La empresa, que emplea a unos 600 trabajadores en sus plantas de Marcos Juárez y Noetinger, busca alcanzar un acuerdo con la Unión Obrera Metalúrgica (UOM) antes del 15 de julio para regularizar el pago de salarios atrasados y evitar despidos, luego de sufrir una fuerte caída en sus ventas y un marcado deterioro financiero.
Los números reflejan la magnitud del problema. Durante el primer trimestre del año, Metalfor comercializó apenas 56 máquinas, menos de la mitad de las 116 unidades vendidas en igual período de 2025. La producción también cayó de 86 a 38 equipos, mientras que el resultado operativo se desplomó un 92%. A esto se suma un endeudamiento bancario superior a los $52.000 millones y más de 550 cheques rechazados.
Sin embargo, distintas fuentes del mercado sostienen que el problema excede ampliamente a Metalfor.
Un mercado que cambió de lógica
Uno de los factores que modificó el escenario fue el cambio en las condiciones macroeconómicas. Durante años, parte del negocio estuvo impulsado por esquemas financieros que permitían vender maquinaria aprovechando tasas negativas o licuación inflacionaria.
Hoy la ecuación es completamente distinta. “La rentabilidad dejó de ser financiera y volvió a depender exclusivamente del negocio productivo”, explican desde el sector. Eso significa que las empresas necesitan vender más máquinas para sostener su estructura, en un mercado donde la demanda se redujo considerablemente.
Importaciones que presionan
A este panorama se suma el incremento del ingreso de maquinaria agrícola importada, especialmente de Brasil y otros mercados, que comenzó a ganar participación en distintos segmentos.
La mayor competencia presiona sobre los precios y obliga a las fábricas nacionales a ofrecer mayores descuentos, promociones y planes de financiación para sostener sus ventas. Lejos de retirarse del mercado, las empresas argentinas intentan defender su participación ofreciendo créditos propios y aceptando maquinaria usada como parte de pago.
El problema del usado
Precisamente allí aparece otro de los principales desafíos. Durante los últimos meses, las fábricas recibieron una importante cantidad de equipos usados para concretar operaciones de venta. Sin embargo, ese stock comenzó a acumularse porque el mercado de segunda mano prácticamente se frenó.

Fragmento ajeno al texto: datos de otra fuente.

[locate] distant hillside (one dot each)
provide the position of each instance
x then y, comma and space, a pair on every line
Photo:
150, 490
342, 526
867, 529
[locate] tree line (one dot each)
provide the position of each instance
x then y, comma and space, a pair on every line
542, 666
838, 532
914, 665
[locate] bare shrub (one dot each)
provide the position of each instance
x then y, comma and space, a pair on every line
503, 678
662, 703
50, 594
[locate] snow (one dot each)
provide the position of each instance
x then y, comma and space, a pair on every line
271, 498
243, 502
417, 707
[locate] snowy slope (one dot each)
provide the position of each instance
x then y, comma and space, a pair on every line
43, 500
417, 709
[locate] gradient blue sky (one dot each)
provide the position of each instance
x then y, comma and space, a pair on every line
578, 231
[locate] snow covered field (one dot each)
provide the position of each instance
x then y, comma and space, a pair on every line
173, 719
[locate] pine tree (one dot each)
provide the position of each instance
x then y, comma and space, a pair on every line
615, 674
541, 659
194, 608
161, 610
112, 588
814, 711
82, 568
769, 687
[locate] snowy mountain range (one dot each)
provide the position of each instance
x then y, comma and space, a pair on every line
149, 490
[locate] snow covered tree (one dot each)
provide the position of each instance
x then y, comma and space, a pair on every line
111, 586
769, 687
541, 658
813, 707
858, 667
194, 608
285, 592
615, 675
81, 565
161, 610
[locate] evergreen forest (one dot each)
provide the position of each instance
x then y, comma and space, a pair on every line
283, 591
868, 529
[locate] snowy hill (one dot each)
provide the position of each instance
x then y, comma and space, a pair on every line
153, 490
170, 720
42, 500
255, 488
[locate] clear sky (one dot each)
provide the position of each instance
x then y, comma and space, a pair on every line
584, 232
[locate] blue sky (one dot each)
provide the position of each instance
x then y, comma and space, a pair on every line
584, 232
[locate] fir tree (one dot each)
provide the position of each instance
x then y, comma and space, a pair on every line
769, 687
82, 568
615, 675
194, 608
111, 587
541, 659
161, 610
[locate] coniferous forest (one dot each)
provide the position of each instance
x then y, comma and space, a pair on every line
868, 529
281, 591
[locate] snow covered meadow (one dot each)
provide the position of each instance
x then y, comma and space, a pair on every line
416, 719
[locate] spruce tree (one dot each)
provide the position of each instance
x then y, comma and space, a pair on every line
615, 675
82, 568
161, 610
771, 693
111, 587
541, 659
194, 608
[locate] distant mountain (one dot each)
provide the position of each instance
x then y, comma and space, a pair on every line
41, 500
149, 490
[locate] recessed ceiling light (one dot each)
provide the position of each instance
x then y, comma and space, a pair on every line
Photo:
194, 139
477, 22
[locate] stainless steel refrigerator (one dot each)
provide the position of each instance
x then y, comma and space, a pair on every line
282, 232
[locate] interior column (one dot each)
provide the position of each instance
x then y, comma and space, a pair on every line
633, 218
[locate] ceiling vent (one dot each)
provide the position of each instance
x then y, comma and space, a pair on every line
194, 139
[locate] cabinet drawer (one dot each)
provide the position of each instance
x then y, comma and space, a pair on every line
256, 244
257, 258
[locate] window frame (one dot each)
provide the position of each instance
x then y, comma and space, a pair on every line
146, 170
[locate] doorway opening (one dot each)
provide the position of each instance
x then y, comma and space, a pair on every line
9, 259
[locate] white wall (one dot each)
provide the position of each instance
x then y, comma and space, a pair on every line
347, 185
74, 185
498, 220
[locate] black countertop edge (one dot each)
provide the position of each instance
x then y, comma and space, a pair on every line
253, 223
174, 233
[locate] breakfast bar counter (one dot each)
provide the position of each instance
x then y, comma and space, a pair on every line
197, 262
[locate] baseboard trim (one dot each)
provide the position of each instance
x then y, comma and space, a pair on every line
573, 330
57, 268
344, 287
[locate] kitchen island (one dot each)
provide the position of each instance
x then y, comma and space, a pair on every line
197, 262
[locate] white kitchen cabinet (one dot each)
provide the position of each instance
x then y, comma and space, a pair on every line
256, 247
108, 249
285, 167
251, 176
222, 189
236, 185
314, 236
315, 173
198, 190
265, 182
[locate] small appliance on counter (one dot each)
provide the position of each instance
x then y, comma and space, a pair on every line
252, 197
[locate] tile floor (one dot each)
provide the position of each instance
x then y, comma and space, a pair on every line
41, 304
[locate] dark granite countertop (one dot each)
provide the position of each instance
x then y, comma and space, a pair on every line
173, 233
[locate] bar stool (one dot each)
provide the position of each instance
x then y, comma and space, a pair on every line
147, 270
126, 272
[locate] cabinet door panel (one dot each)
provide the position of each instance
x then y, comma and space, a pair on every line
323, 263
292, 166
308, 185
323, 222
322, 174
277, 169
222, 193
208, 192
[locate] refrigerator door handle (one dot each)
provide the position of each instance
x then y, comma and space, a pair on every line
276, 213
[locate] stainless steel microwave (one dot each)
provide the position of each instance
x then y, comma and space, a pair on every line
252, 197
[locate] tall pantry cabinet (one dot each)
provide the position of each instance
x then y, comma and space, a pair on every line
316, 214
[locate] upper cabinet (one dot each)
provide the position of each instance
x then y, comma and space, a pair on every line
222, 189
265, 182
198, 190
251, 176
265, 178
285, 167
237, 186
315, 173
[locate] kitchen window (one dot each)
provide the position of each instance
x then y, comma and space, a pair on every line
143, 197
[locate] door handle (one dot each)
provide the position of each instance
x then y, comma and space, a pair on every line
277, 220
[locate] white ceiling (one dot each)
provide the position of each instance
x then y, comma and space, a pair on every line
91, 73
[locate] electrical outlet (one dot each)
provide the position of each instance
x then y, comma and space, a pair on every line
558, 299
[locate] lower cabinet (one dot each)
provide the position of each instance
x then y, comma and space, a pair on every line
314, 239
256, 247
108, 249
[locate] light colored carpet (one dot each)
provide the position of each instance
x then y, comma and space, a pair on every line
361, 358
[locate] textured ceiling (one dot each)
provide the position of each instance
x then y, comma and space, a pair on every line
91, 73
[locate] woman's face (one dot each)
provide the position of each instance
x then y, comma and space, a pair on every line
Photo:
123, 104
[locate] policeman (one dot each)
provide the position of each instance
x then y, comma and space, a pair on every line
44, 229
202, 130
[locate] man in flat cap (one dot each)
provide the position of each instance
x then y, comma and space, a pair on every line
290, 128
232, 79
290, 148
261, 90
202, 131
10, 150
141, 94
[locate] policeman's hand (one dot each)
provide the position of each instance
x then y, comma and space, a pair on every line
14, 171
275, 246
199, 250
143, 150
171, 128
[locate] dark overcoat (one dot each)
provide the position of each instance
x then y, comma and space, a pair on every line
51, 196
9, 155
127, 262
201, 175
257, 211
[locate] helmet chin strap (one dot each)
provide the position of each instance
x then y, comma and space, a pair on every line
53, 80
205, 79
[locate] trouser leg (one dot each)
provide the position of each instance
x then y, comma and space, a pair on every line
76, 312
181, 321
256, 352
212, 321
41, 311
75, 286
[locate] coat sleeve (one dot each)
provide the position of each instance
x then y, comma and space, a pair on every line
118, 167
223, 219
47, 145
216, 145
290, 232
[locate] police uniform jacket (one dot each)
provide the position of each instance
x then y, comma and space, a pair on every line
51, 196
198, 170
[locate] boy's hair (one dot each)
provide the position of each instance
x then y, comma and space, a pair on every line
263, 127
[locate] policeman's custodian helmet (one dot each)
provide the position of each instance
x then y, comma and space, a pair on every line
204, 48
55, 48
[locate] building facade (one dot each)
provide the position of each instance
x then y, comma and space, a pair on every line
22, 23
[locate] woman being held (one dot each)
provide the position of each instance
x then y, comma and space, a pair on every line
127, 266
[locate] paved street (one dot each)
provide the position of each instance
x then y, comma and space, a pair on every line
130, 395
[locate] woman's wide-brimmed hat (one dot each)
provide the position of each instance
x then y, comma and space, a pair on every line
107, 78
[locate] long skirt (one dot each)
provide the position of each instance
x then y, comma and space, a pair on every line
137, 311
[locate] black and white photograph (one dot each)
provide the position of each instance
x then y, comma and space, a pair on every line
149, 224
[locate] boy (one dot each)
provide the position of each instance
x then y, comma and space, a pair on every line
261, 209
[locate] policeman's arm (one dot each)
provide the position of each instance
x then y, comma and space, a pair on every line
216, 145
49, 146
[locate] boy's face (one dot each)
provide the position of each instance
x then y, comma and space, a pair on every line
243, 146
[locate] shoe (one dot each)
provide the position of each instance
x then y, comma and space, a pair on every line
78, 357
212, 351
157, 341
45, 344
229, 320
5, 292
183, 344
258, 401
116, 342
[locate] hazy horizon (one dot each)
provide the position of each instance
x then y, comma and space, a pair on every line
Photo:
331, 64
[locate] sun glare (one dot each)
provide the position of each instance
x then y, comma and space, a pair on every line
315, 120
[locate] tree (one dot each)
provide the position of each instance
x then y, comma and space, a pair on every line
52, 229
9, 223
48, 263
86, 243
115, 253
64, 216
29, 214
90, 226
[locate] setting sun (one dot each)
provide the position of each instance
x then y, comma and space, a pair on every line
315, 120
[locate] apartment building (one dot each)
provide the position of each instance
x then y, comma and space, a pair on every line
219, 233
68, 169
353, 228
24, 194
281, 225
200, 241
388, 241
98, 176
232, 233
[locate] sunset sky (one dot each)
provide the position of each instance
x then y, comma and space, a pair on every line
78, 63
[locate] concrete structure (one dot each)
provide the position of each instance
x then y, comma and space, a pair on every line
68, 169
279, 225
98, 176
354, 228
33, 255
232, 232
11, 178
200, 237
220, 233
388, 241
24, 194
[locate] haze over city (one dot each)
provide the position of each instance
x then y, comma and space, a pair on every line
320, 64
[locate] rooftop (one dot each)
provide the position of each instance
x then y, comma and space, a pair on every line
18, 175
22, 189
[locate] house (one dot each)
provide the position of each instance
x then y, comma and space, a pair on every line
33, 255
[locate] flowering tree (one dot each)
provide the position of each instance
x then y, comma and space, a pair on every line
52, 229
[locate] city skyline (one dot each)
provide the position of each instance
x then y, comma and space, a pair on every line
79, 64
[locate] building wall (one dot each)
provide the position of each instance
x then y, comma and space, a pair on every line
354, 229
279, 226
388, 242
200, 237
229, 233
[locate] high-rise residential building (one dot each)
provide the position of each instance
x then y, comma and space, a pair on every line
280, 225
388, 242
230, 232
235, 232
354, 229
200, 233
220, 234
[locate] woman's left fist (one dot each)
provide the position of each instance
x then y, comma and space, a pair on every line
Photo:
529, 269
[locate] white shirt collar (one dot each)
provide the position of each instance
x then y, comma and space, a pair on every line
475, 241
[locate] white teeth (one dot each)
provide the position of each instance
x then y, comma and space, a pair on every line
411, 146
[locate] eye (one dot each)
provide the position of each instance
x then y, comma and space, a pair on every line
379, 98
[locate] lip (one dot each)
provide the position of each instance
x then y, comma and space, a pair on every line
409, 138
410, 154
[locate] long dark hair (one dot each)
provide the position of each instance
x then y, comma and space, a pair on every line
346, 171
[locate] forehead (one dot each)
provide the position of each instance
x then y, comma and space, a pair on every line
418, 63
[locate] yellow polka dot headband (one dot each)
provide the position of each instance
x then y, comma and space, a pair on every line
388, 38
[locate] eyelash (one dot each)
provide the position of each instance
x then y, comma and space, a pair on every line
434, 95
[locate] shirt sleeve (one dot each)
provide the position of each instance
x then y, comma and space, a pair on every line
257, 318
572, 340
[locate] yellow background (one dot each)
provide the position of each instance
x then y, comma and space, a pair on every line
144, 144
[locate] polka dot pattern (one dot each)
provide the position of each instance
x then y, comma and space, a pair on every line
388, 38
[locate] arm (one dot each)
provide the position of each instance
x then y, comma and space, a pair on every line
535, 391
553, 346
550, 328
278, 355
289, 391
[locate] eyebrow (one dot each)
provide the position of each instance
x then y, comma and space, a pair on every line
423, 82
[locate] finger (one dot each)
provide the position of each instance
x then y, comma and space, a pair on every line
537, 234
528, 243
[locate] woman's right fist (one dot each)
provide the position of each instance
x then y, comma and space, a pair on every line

Las empresas quedaron inmovilizadas con un volumen importante de maquinaria usada que no logran comercializar, lo que deteriora aún más su capital de trabajo.
Una cadena de pagos que comenzó a romperse
El escenario se agravó desde mayo con un fenómeno que preocupa especialmente al sector: la interrupción de la cadena de pagos.
Fuentes vinculadas a la industria señalan que muchos productores comenzaron a retrasar el pago de las cuotas de las máquinas adquiridas, producto de márgenes agrícolas cada vez más ajustados y menores niveles de rentabilidad.
Como la mayoría de las terminales financian directamente buena parte de sus ventas, ese atraso repercute de manera inmediata sobre la liquidez de las empresas.
Así, las fábricas enfrentan simultáneamente menores ventas, clientes que demoran los pagos, grandes stocks de maquinaria usada sin salida comercial y costos fijos que continúan creciendo.
Capacidad ociosa y preocupación
El resultado es una industria que hoy trabaja muy por debajo de su capacidad instalada. Diversos relevamientos indican que muchas plantas producen entre el 40% y el 50% de su potencial, situación que ya derivó en suspensiones, reducción de turnos y reestructuraciones internas.
En ese contexto, el caso Metalfor podría no ser el único. En el sector reconocen que otras empresas atraviesan dificultades similares y advierten que, si las condiciones del mercado no mejoran en los próximos meses, podrían multiplicarse las medidas de reestructuración.
La combinación de menor demanda, mayor competencia importada, dificultades financieras y una cadena de pagos debilitada configura uno de los momentos más complejos para la industria nacional de maquinaria agrícola desde la última gran crisis del sector.